The quote is: “Our score is designed to inform hospitalization decisions.” The source of the quote is Adam Sharp, MD, MSc.

“Our score is designed to inform hospitalization decisions for patients evaluated in the ED or urgent care, or to triage those who may need labs drawn when resources are constrained, particularly during surges of infected patients,” Sharp told Healio Primary Care.

The researchers retrospectively analyzed 26,600 visits (derivation cohort = 21,280; validation cohort = 5,320) that adults made to 15 southern California EDs between March 1 and April 30. They used logistic regression models to analyze 1,079 adverse events that occurred among the participants. Based on this analysis, Sharp and colleagues identified 15 variables for inclusion in the risk score that were significantly linked to the primary outcome, a composite measure of death or respiratory decompensation within 7 days. These variables were then assigned a score point value.

Zero points were given for:

  • BMI of 39.9 kg/m2 or lower; and
  • systolic BP of 106 mm/Hg to 115 mm/Hg earn 0 points.

One point each was given for:

  • diagnosis of congestive heart failure within the past 12 months;
  • diagnosis of coagulopathy in the past 12 months;
  • diagnosis of diabetes within the past 12 months; and
  • 110 heartbeats or more per minute.

Two points each were given for:

  • being aged between 50 and 59 years;
  • diagnosis of dementia, seizures and/or dysphagia within the past 12 months;
  • diagnosis of malnutrition or a protein deficiency in the past 12 months;
  • BMI of 40 kg/m2 or higher;
  • systolic BP mm/Hg of 105 or higher;
  • oxygen saturation rate of between 93 SpO2 and 94 SpO2;
  • fever; and
  • breaths totaling 20 to 24 per minute.

Three points each were given for:

  • being aged 60 years and older; and
  • diagnosis of a fluid and electrolyte disorder in the past 12 months.

In addition, five points were given for breaths totaling 25 or more per minute and seven points were given for having an oxygen saturation rate of 92 SpO2 or higher.

COVAS scores can range from zero to 34, according to the researchers. Patients in the derivation cohort with a COVAS score of 5 or less had a 1.5% or less risk for an adverse event, while patients with a score of 12 or higher had a 15% or more risk for an adverse event. Similar rates were observed for the validation cohort.

Sharp and colleagues wrote that COVAS yielded an area under the curve (AUC) of 0.891 (95% CI, 0.880-0.901) in the derivation cohort and 0.895 (95% CI, 0.874-0.916) in the validation cohort. The sensitivity of COVAS ranged from 100% (score = 0) to 41.7% (score = 15 or higher), while specificity varied from 13.9% (score = 0) to 96.8% (score = 15 or higher).

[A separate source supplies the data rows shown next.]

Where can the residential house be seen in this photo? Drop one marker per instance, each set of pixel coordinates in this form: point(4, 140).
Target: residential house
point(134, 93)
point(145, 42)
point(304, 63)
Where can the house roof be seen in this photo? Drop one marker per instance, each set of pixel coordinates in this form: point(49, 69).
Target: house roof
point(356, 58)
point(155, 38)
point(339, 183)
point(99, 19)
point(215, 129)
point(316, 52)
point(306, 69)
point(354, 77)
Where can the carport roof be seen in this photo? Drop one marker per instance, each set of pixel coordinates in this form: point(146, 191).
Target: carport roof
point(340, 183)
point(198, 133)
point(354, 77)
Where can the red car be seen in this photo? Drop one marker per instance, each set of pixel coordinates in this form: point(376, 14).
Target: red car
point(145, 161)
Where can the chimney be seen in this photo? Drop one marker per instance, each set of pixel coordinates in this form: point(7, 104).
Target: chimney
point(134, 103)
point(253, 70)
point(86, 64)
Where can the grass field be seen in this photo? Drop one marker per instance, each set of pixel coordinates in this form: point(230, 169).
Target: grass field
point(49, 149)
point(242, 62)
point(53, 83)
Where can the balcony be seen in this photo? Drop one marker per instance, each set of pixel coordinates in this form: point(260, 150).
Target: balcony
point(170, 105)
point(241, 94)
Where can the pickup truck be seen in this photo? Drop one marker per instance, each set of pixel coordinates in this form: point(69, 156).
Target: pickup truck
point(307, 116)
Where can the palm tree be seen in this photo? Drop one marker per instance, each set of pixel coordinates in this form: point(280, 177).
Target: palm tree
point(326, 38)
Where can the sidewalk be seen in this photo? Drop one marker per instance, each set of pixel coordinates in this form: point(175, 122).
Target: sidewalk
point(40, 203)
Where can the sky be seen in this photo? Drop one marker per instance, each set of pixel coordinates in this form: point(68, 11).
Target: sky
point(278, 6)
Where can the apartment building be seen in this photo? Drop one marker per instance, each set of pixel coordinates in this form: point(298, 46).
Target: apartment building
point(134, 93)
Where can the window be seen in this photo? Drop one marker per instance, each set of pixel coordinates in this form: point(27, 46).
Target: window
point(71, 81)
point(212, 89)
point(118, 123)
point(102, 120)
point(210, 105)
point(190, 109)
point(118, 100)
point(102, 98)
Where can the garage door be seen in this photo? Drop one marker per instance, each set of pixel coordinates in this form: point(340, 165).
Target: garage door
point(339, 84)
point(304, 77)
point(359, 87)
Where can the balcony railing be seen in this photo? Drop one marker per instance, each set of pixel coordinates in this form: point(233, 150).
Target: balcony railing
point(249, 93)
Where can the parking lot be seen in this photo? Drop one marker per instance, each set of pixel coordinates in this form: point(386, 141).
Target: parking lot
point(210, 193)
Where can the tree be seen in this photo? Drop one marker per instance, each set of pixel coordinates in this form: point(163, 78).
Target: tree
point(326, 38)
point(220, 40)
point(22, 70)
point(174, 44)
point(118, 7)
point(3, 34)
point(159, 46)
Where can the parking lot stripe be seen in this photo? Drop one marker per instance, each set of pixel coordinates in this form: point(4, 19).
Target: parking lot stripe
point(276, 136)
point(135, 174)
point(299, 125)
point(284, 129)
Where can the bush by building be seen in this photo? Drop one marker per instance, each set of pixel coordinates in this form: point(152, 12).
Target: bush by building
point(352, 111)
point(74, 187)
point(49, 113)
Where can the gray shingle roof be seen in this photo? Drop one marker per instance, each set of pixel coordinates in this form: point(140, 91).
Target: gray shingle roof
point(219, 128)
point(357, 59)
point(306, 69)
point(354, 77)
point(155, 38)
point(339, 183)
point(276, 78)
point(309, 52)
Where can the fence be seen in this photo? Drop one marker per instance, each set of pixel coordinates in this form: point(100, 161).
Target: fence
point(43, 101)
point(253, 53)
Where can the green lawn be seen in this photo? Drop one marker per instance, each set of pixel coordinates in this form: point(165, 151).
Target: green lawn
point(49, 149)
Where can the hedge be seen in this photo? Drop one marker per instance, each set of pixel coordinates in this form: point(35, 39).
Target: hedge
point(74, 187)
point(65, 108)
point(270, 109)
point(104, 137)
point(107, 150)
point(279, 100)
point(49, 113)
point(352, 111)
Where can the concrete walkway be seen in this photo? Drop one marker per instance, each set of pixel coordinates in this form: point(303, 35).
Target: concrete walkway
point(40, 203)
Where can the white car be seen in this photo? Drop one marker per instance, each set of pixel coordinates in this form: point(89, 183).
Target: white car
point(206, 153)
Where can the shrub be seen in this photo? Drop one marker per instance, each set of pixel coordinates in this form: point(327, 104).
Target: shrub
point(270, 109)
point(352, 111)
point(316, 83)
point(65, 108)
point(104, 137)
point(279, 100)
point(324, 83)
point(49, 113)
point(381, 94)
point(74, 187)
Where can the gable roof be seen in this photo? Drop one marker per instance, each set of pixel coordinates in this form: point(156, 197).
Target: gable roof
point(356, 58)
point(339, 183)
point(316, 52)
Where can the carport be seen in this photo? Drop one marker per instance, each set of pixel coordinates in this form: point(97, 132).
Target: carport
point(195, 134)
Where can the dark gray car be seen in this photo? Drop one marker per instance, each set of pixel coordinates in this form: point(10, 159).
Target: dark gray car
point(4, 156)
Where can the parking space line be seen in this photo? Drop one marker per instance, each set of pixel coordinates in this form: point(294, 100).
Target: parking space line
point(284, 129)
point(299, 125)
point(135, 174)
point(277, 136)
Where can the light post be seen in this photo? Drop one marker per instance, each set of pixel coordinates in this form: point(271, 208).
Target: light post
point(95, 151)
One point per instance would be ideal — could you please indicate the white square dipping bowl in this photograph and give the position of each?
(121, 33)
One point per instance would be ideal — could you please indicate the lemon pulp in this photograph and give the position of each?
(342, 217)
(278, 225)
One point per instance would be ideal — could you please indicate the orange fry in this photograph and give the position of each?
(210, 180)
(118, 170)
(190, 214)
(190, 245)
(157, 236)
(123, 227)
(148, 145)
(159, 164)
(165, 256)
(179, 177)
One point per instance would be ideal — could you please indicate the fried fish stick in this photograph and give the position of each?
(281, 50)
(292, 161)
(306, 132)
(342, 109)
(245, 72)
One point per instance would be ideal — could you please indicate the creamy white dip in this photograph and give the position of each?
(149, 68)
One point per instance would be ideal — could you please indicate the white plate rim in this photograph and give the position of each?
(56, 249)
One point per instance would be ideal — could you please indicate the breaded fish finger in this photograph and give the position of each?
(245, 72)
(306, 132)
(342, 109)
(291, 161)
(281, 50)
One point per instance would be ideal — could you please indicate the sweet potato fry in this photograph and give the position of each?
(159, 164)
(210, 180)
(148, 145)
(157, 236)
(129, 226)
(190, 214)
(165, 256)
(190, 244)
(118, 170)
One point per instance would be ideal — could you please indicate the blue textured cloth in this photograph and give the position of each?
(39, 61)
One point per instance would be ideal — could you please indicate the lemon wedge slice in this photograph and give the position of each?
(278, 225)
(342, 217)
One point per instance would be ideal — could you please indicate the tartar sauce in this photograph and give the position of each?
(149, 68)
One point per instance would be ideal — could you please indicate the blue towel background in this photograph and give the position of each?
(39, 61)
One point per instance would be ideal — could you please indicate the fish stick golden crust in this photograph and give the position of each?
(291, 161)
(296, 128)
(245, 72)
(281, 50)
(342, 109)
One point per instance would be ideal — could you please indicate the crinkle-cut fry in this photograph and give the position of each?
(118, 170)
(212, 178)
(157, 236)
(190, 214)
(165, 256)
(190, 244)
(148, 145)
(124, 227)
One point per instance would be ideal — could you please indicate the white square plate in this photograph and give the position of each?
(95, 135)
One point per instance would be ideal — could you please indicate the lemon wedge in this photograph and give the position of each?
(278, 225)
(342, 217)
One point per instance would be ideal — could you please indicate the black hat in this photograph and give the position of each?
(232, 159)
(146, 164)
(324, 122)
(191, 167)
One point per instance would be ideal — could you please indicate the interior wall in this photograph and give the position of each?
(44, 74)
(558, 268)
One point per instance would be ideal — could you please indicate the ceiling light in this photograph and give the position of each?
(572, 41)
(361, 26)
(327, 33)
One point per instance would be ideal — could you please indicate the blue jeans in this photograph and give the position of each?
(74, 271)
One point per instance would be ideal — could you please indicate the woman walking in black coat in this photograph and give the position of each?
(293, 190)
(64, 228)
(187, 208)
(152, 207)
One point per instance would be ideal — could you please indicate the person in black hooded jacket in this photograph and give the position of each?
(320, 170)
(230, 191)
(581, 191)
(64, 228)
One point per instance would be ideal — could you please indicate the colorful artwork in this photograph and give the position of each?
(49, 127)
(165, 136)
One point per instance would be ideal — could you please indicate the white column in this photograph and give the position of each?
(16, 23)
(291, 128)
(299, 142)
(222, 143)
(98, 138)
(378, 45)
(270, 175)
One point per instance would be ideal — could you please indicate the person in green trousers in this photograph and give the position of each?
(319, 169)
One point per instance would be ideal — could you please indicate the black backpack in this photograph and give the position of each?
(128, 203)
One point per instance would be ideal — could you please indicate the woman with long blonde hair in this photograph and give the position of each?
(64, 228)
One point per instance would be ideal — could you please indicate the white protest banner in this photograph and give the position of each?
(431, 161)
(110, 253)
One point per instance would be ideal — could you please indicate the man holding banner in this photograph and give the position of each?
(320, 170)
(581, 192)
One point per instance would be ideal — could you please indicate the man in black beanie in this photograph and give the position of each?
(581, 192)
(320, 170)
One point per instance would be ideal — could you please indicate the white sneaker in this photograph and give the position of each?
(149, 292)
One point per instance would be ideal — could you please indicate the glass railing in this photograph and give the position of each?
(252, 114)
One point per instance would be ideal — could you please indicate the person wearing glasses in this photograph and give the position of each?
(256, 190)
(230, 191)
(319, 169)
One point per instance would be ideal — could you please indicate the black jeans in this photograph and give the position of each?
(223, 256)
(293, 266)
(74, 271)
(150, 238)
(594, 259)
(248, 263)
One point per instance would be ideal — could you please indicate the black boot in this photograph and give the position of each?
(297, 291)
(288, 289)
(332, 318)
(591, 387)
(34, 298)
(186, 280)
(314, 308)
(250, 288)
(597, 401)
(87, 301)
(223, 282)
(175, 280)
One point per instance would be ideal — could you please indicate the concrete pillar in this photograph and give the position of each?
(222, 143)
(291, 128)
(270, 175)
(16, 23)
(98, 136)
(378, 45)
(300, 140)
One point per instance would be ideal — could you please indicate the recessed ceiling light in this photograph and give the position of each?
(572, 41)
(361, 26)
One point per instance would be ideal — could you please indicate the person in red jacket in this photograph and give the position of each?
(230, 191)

Also, among a subgroup of 3,252 patients with pneumonia, the AUC for COVAS was 0.780 (95% CI, 0.759-0.801) in the derivation cohort and 0.832 (95% CI, 0.794-0.870) in the validation cohort. Among another subgroup of 2,059 patients with COVID-19, the AUC in the derivation cohort was 0.867 (95% CI 0.843-0.892) and in the validation cohort it was 0.837 (95% CI 0.774-0.899).

Sharp said using ED patients instead of those who are hospitalized to calculate the risk score “highlighted the unique contribution of COVAS to other COVID-19 related scores.”

“The level of care and the type of care available for patients admitted to the hospital is obviously very different from those who are sent home from the ED,” he continued. “Most patients are sent home after an ED evaluation, even if they are sick with COVID-19. A score designed to inform physician-patient decisions about hospitalization must include all patients, not exclude the majority of patients who are sent home.”